If it feels like Google is bombarding us with Gemini announcements, that's because they are. Last week, the company rebranded its AI bot, Bard, to Gemini, and introduced Gemini Advanced, its first paid AI subscription tier. Fresh on the heels of that announcement comes Gemini 1.5, the next iteration of Google's AI model.

What is Gemini 1.5?

Google says Gemini 1.5 is built on a Transformer and Mixture-of-Experts (MoE) architecture. Compared to a traditional Transformer architecture, which is essentially one large neural network, Google says that MoE models can be chopped up into multiple "expert" neural networks. That way, only the pathways that are necessary for the given task activate in the model, which Google says is much more efficient than the standard function.

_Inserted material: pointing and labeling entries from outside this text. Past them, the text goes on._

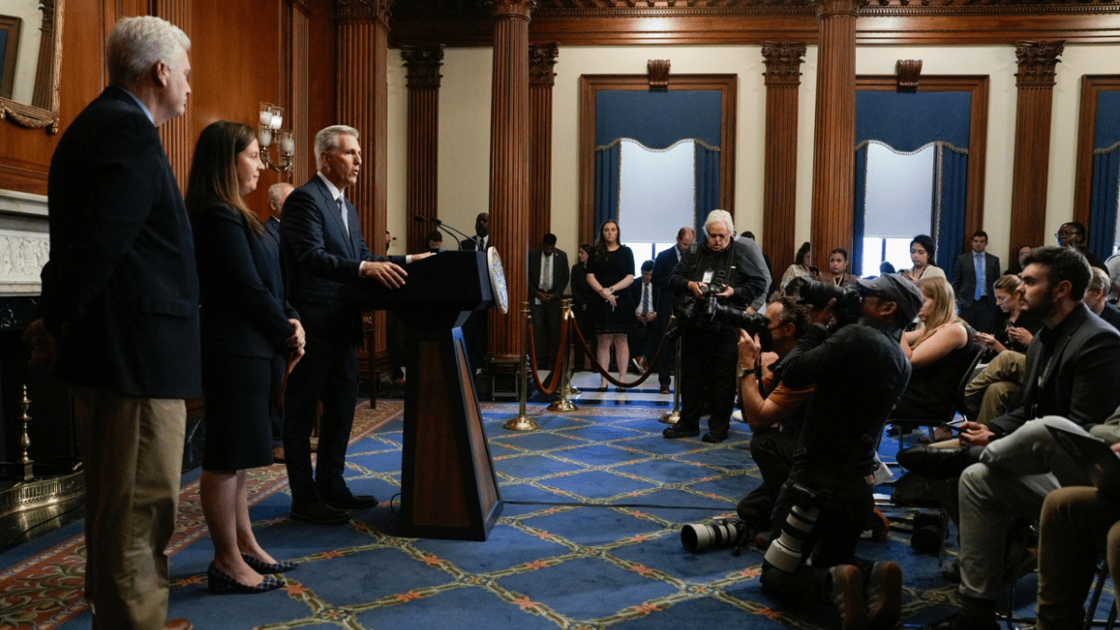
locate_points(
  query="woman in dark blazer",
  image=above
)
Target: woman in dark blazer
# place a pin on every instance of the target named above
(248, 335)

The first version of Gemini 1.5 being made available to testers is Gemini 1.5 Pro. "Pro" is Google's name for its LLMs (large language models) that work best across the widest possible tasks and devices. Think of it like GPT-3.5, the model designed to be used in the most applications possible, rather than the most powerful ones.

While 1.5 Pro has a standard 128,000 token context window (the same as GPT-4), Google says that it's currently testing a context window of up to one million tokens, as well as 10 million, versus 1.0 Pro's 32,000. The more tokens a model can run, the larger your prompt can be, and thus, the larger a request the model can handle at once. 1.5 Pro can handle up to one hour of video, 11 hours of audio, and codebases with over 30,000 lines of code (or over 700,000 words) at once, according to Google. (It can also handle single prompts with more than 100,000 lines of code.)

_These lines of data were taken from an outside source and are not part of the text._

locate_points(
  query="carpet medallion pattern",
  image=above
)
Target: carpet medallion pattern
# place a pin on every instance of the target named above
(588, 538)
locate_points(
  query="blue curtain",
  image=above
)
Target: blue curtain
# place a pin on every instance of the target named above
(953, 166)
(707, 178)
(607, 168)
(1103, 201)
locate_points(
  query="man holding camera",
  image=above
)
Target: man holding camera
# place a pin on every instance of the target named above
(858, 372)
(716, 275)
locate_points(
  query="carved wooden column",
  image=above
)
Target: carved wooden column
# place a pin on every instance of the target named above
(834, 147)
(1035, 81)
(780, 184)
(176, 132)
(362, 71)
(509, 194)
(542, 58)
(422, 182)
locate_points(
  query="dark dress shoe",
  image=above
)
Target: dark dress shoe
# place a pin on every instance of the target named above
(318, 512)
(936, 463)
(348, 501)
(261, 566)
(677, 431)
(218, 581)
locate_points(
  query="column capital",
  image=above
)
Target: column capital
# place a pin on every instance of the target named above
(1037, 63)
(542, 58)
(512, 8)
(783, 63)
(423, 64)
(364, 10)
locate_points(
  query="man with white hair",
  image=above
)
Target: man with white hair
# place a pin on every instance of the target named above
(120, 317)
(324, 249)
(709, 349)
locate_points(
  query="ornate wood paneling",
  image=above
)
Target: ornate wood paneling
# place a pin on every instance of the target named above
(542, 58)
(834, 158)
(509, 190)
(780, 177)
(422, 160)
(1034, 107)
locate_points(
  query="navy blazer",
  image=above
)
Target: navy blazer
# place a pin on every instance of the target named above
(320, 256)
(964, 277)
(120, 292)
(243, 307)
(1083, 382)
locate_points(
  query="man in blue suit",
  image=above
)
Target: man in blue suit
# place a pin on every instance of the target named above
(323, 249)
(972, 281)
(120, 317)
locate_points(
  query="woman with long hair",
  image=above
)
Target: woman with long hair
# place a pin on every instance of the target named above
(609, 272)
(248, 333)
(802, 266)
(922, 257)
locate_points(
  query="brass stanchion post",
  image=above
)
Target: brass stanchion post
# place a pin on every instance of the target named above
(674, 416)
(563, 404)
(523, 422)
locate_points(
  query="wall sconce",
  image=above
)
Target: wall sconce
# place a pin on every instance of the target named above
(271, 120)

1.5 Pro is reportedly better at understanding large amounts of information and being able to answer complex and specific questions about it. In a demo video, Google shows an example of feeding 1.5 Pro the 402-page transcripts from the Apollo 11 mission. It then shared a sketch of a boot walking, with an arrow pointing to the ground and asked the model what this image was about. The model was able to identify that this sketch depicted the moment Neil Armstrong stepped on the moon, and said his famous quote, all from the drawing. It can also analyze content like a silent film, describe what happened, and highlight small moments most viewers might miss.

Google says 1.5 Pro outperforms 1.0 Pro on 87% of the testing benchmarks it uses. It also performs "at a broadly similar level" to 1.0 Ultra, the model powering Gemini Advanced. The company is also happy with its "in-context learning," in which the model can take in information from its current data set and apply it in new ways, without needing additional prompts.

How to try Gemini 1.5

Google is running trials for Gemini 1.5 Pro through AI Studio and Vertex AI, and has a waitlist for interested developers. If you are indeed an interested developer, you can sign up for the waitlist here.

Once Gemini 1.5 is widely available through Google's Gemini services, you'll be able to use its 125,000 token window for free. If you want access to the one million token window, that'll cost you. (At this time, the price is unknown.)